So far, there's been no public explanation as to why these steps weren't taken sooner.
Following up on the crisis in Flint, Mich., which we've been following closely, the Detroit Free Press reports that Michigan Gov. Rick Snyder (R) activated the National Guard last night. Guard members, the report noted, "are expected to staff fire stations and distribute bottles of water and water filters, freeing members of the American Red Cross to handle the door-to-door distribution of those items."
And that's not all.

Snyder also on Tuesday asked the Federal Emergency Management Agency to coordinate responses to the Flint crisis by other federal agencies. "This request will identify federal agencies that have programs, authorities and/or technical expertise that could be utilized in the ongoing response and recovery efforts in Flint to be made available," according to a statement issued by the governor's office. "Such federal agencies may include the Department of Health and Human Services, Environmental Protection Agency, Department of Housing and Urban Development, and Army Corps of Engineers."

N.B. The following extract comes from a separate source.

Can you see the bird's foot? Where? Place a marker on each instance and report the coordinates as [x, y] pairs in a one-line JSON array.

So far, there's been no public explanation as to why these steps weren't taken sooner.
On a related note, the Free Press reported earlier this week that Flint residents are still receiving water bills, which they're expected to pay, despite the fact that the water is unsafe.
In other words, we're looking at a situation in which the state is literally adding insult to injury.
The newspaper's editorial board published a sensible piece on the subject this morning, explaining how completely crazy it is to charge Flint residents for water they can't drink.

This would seem to go without saying, but in the madness of the Flint water crisis, even the most obvious points need explication: Residents of Flint should not be billed for the contaminated water that flowed into their homes for months while the city used the Flint River as a source. [...] On the long list of things that state officials should move swiftly to correct in Flint, the wiping away of this particular injustice in the city's water crisis ought to rank near the top. Reimbursing Flint residents for the money they've paid for poison water just needs to be part of the massive bill the state tallies for its own negligence in this crisis.

I saw someone joke this morning, "Has Gov. Snyder appointed an emergency manager to oversee his office yet?" It struck me as a reasonable question.